The combination of buddy + slab allocators effectively addresses both fragmentation types.

Demand Paging

Physical memory is smaller than virtual memory, so not all pages need to reside in DRAM simultaneously. Pages are swapped between main memory and secondary storage (swap partition on disk, flash, or remote memory).

Page fault flow:

  1. Access to a page with present bit = 0 in the page table

  2. MMU raises a page fault → traps into the OS kernel

  3. OS locates the page on disk, issues I/O to retrieve it

  4. OS places the page in a free physical frame, updates the page table entry

  5. Process resumes, re-executes the faulting instruction (now succeeds)

The page’s physical address after swap-in may differ from its original location.

Page pinning: disables swapping for specific pages — required for DMA (Direct Memory Access) operations where devices need stable physical addresses.

Page Replacement

When to swap out: when memory usage exceeds a high watermark threshold, a page-out daemon selects pages to evict (preferably when CPU usage is low).

Which pages to swap out:

  • Least Recently Used (LRU): evict the page not accessed for the longest time. Uses the hardware accessed bit. Intuition: recently used pages are likely needed again soon.

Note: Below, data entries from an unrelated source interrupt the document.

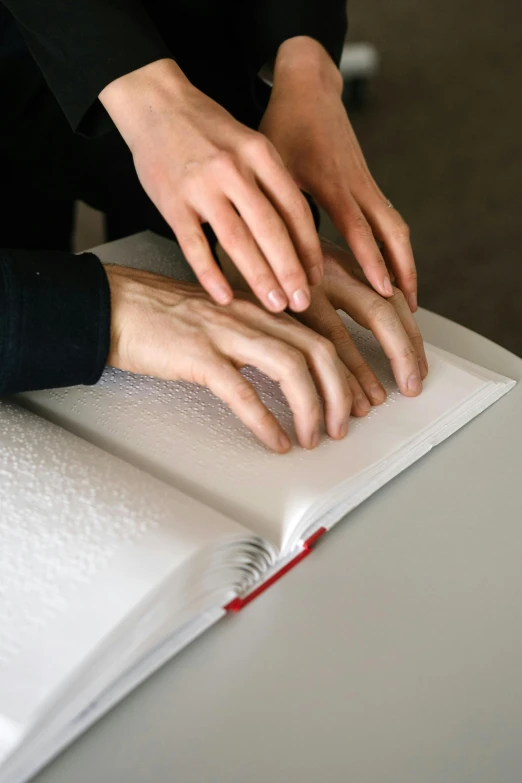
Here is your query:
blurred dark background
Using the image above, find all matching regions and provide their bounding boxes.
[75,0,522,355]
[342,0,522,355]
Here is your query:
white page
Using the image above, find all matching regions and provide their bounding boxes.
[0,403,249,763]
[17,232,512,549]
[19,336,508,547]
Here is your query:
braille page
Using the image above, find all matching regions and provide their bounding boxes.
[17,325,512,548]
[15,232,513,547]
[0,403,252,763]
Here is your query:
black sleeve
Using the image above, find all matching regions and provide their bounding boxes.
[241,0,348,72]
[2,0,171,135]
[0,250,110,394]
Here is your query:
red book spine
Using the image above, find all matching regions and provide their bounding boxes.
[223,527,326,612]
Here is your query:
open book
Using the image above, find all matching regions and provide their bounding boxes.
[0,234,514,783]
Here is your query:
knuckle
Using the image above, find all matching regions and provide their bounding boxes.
[183,296,214,317]
[399,345,417,362]
[350,356,373,378]
[393,215,410,242]
[368,297,396,326]
[256,405,274,431]
[322,323,350,347]
[314,335,337,362]
[221,218,246,249]
[234,380,258,405]
[279,345,307,374]
[210,150,237,175]
[278,264,308,291]
[251,272,275,292]
[183,232,208,256]
[243,132,272,157]
[348,214,373,239]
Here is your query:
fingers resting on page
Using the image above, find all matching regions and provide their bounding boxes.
[218,237,428,416]
[106,265,352,453]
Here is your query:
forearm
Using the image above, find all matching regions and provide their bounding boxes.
[274,36,343,96]
[99,58,194,150]
[236,0,348,71]
[3,0,170,135]
[0,250,110,394]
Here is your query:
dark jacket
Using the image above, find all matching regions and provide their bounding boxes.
[0,0,346,394]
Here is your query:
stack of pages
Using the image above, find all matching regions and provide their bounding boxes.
[0,235,514,783]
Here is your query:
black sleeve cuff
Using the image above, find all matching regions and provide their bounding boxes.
[0,250,110,394]
[3,0,172,136]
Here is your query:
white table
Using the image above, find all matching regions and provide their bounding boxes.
[36,247,522,783]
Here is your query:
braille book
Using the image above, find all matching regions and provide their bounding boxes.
[0,234,514,783]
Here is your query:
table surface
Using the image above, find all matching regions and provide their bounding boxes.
[36,266,522,783]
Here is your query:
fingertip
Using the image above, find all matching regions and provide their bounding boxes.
[403,372,422,397]
[369,383,386,405]
[290,288,311,313]
[382,275,393,296]
[408,291,419,313]
[210,283,234,305]
[267,288,288,313]
[353,394,371,417]
[308,264,324,285]
[278,430,292,454]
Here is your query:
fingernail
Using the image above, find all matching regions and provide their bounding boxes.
[339,418,350,438]
[212,285,232,304]
[406,372,422,393]
[370,383,386,402]
[292,288,310,310]
[309,266,323,285]
[267,288,287,310]
[279,432,292,451]
[382,276,393,296]
[355,394,371,413]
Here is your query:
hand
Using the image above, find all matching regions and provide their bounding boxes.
[100,60,322,312]
[218,237,428,416]
[259,36,417,312]
[106,266,352,453]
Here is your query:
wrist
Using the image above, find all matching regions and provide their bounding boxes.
[98,59,194,151]
[274,35,343,95]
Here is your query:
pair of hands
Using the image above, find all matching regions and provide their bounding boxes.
[100,36,417,313]
[106,240,427,453]
[100,37,427,452]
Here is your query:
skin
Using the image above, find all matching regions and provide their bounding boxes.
[259,36,417,312]
[218,237,428,416]
[99,37,427,452]
[99,60,322,312]
[106,265,352,453]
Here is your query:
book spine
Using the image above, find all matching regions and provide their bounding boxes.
[223,527,326,613]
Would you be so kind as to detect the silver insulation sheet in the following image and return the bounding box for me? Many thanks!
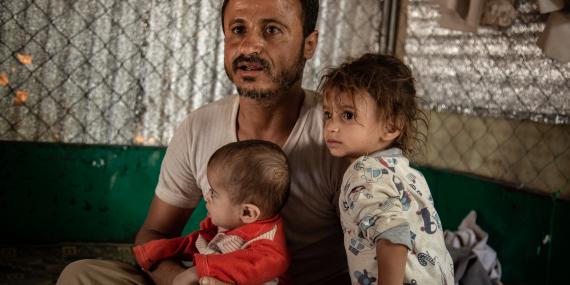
[405,0,570,124]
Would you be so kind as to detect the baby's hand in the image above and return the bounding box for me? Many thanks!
[200,276,230,285]
[172,267,198,285]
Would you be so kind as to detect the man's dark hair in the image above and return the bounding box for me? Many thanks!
[220,0,319,38]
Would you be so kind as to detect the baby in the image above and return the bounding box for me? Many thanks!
[133,140,290,284]
[319,54,454,285]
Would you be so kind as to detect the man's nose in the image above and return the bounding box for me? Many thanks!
[239,30,265,55]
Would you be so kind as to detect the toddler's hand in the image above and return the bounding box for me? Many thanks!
[200,276,230,285]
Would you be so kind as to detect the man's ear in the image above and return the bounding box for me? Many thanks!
[240,204,261,224]
[303,30,319,60]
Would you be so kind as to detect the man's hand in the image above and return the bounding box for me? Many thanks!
[200,276,230,285]
[172,267,198,285]
[135,196,193,285]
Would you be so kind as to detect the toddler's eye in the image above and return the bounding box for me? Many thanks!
[342,111,354,121]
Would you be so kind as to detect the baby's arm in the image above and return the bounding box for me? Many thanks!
[376,239,408,285]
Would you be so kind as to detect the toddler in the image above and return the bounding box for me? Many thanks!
[319,54,454,285]
[133,140,290,284]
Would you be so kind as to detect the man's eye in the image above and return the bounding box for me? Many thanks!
[265,26,281,35]
[232,26,245,34]
[342,111,354,120]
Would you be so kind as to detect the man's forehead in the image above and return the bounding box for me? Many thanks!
[224,0,301,20]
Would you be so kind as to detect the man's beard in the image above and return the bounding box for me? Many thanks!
[226,44,305,102]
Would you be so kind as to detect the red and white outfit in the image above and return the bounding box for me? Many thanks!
[133,215,290,284]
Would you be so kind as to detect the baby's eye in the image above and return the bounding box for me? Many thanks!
[341,111,354,121]
[265,26,281,35]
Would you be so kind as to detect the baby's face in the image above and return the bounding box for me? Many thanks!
[323,90,393,161]
[204,167,243,230]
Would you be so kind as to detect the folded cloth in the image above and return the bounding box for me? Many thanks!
[444,211,501,285]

  • Prefer clean pages: pages without the dirty bit set don’t need to be written to disk, saving I/O overhead.

  • Never swap pinned pages (kernel state, DMA buffers).

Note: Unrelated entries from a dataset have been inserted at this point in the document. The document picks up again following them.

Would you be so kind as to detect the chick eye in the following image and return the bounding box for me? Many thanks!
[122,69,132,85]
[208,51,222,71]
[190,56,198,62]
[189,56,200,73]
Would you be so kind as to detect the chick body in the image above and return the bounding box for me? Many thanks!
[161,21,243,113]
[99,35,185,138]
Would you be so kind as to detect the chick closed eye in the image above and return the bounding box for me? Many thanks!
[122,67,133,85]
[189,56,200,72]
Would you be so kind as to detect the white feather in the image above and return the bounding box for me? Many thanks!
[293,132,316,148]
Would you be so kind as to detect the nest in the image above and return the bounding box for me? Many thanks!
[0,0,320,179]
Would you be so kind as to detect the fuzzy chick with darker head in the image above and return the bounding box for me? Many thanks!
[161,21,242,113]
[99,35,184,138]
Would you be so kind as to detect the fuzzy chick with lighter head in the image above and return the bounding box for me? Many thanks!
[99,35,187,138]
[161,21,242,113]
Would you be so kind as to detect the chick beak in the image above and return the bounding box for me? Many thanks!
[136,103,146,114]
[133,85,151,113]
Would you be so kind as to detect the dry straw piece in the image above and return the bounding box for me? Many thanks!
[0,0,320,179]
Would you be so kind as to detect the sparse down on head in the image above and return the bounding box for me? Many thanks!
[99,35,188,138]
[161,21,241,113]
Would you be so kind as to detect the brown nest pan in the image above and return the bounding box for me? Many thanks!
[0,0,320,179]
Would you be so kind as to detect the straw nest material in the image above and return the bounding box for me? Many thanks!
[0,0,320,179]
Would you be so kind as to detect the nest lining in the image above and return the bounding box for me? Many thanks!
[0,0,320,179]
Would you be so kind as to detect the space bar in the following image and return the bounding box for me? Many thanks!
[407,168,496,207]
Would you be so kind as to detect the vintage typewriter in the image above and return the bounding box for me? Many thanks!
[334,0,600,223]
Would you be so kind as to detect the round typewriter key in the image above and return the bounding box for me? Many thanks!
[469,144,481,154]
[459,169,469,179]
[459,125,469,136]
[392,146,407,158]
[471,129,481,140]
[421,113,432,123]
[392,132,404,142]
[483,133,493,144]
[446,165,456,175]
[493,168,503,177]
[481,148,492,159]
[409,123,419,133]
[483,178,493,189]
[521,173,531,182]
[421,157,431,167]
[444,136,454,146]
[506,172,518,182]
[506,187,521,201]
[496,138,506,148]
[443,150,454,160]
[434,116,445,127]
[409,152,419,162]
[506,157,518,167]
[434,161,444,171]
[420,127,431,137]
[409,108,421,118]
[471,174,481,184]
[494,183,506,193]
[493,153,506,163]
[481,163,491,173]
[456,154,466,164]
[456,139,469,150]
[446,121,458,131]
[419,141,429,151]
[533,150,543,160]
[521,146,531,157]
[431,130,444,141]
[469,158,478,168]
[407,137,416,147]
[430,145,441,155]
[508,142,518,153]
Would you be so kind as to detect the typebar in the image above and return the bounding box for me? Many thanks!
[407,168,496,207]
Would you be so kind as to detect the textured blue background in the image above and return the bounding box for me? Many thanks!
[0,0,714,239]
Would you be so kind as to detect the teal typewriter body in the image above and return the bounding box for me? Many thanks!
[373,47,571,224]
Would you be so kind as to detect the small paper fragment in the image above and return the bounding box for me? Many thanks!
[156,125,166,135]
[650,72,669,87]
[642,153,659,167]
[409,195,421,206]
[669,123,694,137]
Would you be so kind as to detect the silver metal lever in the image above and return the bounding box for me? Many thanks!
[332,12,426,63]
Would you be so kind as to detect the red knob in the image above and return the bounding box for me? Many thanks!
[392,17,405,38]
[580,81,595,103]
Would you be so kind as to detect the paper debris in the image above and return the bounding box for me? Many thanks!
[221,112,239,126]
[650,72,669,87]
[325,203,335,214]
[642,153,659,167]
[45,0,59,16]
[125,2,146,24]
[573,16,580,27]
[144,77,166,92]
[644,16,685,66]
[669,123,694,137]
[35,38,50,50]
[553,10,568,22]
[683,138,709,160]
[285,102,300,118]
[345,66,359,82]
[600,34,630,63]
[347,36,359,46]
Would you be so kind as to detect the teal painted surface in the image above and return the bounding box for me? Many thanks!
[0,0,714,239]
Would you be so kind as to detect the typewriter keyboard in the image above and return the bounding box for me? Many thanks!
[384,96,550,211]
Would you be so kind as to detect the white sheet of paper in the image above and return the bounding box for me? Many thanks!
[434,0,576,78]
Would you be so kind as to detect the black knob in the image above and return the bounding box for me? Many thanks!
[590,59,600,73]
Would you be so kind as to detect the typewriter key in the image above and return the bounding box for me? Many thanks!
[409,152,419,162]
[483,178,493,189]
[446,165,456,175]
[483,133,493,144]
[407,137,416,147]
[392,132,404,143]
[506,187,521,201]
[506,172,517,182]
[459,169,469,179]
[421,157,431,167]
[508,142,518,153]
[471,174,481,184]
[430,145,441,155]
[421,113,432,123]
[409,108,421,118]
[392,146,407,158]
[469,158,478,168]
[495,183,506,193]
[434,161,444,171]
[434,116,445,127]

LRU pathological case: an array of N+1 pages accessed in a loop on a system with N page frames → 100% page fault rate (every access evicts the next needed page). Demonstrates that LRU can fail badly under certain access patterns.

Linux uses a second-chance LRU variant (two scans before eviction) and categorizes pages by type to guide replacement decisions. Administrators can tune swap thresholds and rates.

Copy-on-Write (COW)

On fork(), the child’s virtual address space is mapped to the same physical pages as the parent, with pages marked write-protected.

  • Read-only access: both processes share the same physical page — saves memory and copy time

  • Write access: MMU generates a page fault → OS creates the actual copy of the page, updates page tables, removes write protection for the faulting process

Only pages that are actually modified incur the copy cost.

Checkpointing

Periodically save the entire process state for failure recovery — on crash, restart from the nearest checkpoint instead of the beginning.

Optimized checkpointing using MMU support:

  1. Write-protect the entire address space

  2. Copy the process state (without pausing execution)

  3. Track dirtied pages via hardware dirty bits

  4. Save only the diffs (incremental checkpoint)

Trade-off: more frequent checkpointing → faster recovery, but higher overhead and more state captured (each write observed individually vs. amortized across infrequent checkpoints).

Related techniques:

  • Rewind-Replay (debugging): restart from a checkpoint, replay execution to locate bugs

  • Migration: checkpoint to another machine, restart there — used for disaster recovery and datacenter consolidation (incremental migration: repeated fast checkpoints until remaining dirty state is small enough for a final pause-and-copy)